Of youthful sports was on thy breast to be

Borne, like thy bubbles, onward; from a boy

I wantoned with thy breakers--they to me

Were a delight...

For I was, as it were, a child of thee."

 

Byron.

 

Not a breath of wind from any direction. Not a cloud in the sky, not a

ripple on the ocean's blue. Only when a bird alighted on the water,

quisling rings of silver formed all around it, and widened and widened,

but soon were lost to view.

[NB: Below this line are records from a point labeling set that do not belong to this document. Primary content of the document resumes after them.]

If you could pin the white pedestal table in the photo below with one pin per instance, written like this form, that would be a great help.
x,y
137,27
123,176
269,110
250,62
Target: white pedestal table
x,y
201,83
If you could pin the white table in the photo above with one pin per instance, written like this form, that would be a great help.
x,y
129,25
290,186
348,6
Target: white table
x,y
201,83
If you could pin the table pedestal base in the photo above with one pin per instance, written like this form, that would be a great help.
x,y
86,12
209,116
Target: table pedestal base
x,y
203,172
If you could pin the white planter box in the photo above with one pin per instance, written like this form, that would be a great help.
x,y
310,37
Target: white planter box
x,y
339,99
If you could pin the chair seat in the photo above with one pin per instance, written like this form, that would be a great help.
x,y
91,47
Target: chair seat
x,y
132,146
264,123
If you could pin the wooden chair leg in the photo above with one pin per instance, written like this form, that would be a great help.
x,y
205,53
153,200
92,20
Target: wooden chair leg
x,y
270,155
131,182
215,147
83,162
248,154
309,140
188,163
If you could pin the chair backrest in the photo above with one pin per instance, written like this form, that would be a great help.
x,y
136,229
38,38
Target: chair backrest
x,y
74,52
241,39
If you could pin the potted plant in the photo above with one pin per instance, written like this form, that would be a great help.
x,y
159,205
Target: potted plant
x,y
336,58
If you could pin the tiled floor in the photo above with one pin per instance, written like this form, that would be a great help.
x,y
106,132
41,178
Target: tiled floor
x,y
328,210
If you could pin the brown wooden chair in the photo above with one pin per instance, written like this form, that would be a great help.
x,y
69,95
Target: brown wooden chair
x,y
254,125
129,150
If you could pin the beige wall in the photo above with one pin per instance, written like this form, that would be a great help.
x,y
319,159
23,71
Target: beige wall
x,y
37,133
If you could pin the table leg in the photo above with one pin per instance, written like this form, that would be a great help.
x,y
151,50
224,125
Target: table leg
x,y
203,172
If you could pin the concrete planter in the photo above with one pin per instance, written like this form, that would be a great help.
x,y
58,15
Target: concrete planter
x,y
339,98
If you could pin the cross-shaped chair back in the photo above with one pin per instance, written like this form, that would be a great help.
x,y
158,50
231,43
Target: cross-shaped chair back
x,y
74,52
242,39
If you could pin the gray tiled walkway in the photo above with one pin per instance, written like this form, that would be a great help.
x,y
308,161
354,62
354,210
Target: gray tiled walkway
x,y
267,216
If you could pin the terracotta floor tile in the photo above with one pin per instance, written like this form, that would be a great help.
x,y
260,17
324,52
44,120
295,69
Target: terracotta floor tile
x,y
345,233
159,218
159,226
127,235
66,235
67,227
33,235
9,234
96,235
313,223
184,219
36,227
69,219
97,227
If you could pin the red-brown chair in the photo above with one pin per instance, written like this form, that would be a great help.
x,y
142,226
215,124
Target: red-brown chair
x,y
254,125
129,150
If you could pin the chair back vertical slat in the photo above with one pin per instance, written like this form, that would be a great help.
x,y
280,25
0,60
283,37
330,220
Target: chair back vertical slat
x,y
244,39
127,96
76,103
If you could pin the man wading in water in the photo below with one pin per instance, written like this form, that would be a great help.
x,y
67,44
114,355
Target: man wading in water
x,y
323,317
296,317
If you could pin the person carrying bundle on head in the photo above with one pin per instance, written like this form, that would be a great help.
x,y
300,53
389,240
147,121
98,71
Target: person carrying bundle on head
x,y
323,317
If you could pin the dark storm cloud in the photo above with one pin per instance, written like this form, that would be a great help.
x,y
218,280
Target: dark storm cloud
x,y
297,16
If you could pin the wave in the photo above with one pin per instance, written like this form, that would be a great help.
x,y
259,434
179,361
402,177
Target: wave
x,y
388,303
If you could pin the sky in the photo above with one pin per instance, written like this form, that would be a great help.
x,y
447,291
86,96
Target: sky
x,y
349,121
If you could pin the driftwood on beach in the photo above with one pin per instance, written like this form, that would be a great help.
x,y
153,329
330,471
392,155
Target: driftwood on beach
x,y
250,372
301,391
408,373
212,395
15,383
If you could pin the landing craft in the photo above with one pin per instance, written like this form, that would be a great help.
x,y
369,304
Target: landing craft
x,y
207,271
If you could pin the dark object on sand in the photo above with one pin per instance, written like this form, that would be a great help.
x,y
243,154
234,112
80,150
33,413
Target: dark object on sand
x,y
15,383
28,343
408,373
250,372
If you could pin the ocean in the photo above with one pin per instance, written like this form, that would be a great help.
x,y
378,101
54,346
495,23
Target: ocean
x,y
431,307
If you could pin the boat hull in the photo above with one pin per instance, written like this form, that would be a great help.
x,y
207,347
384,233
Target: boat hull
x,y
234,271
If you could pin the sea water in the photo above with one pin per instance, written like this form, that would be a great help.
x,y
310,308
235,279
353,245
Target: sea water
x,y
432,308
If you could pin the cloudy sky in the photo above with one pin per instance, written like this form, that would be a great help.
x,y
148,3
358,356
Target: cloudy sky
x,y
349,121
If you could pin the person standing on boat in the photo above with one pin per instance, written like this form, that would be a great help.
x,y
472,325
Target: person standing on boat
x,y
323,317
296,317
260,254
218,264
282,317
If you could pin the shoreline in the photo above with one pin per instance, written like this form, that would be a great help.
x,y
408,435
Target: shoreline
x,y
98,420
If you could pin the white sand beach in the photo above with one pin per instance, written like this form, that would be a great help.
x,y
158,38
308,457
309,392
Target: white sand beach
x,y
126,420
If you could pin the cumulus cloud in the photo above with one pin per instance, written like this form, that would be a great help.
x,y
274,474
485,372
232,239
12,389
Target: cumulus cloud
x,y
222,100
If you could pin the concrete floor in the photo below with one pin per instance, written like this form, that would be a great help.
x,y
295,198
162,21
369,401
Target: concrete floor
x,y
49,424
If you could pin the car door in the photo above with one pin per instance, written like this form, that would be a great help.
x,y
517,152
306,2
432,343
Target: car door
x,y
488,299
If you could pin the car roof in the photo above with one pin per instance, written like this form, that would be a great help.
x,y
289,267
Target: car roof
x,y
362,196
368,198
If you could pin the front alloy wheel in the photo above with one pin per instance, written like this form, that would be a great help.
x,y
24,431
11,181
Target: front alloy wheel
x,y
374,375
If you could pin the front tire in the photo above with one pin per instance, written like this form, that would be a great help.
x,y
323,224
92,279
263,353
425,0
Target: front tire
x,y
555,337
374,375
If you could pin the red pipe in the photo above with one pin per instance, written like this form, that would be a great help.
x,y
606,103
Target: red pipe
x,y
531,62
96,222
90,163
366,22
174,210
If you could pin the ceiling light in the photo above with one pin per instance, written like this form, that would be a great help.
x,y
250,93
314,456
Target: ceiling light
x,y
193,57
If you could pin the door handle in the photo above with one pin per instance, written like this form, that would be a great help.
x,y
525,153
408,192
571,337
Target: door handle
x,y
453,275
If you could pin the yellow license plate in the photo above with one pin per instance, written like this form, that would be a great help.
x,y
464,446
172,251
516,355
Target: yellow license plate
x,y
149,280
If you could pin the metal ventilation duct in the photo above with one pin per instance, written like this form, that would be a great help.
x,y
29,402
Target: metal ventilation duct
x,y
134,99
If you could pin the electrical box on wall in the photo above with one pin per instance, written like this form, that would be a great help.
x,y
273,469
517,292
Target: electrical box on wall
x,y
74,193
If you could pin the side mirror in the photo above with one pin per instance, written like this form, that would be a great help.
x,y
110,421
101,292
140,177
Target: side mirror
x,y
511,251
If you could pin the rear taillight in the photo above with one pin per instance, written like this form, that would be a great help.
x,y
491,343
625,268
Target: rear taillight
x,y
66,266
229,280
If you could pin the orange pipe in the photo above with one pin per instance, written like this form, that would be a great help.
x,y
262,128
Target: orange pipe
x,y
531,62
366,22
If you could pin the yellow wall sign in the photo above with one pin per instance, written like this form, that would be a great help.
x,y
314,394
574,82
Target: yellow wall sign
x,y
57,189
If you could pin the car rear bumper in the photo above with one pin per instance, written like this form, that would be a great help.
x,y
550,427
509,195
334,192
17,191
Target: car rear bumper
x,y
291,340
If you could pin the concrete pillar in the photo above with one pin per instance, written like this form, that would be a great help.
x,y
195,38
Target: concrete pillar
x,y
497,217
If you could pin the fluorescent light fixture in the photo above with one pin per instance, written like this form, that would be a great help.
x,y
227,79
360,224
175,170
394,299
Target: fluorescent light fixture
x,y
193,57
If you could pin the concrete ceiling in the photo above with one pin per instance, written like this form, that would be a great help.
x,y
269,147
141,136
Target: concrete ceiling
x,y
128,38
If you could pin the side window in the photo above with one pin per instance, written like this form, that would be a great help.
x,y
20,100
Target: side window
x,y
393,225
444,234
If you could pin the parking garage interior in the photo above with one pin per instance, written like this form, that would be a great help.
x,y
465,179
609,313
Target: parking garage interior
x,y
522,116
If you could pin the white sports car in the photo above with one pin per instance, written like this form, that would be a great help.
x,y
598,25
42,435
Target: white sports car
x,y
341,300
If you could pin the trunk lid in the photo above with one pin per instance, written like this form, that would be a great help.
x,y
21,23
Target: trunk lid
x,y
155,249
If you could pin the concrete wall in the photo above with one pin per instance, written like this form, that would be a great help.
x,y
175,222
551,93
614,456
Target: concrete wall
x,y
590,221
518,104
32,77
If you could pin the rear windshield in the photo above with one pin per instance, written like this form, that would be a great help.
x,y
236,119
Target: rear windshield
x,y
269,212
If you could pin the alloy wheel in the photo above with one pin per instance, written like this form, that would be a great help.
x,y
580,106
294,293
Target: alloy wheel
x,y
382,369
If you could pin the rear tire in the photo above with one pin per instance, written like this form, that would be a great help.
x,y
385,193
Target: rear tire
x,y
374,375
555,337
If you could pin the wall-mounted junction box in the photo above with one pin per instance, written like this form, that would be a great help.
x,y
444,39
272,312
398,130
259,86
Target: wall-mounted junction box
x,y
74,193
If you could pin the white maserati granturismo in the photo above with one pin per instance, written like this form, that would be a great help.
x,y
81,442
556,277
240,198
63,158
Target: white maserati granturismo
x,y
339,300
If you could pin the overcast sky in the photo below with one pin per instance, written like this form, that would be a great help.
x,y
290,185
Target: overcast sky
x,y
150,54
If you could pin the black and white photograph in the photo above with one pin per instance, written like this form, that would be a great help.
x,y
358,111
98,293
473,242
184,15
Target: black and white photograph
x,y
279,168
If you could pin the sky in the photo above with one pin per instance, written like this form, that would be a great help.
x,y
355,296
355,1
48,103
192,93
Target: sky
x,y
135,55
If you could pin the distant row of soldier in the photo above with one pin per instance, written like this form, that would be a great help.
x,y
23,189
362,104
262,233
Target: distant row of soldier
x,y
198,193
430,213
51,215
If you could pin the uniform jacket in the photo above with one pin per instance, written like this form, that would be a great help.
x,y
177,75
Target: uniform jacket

Or when a fish leaped up, or the dorsal fin

of some monster shark appeared above the surface, the sea about it

trembled for a time, trembled and sparkled as if a shower of diamonds

had suddenly fallen there.

 

And a broad low swell came rolling in from the Indian Ocean, as if the

bosom of the sea were moving in its sleep. But landwards, had you

looked, you might have seen it break in a long fringe of snowy foam on a

beach of yellow sand; and, had you listened, the distant hum and boom of

those breakers would have fallen on your ears in a kind of drowsy

long-drawn monotone.

 

The brave ship _Niobe_ [this word is pronounced as if spelt "Ni-o-bee"]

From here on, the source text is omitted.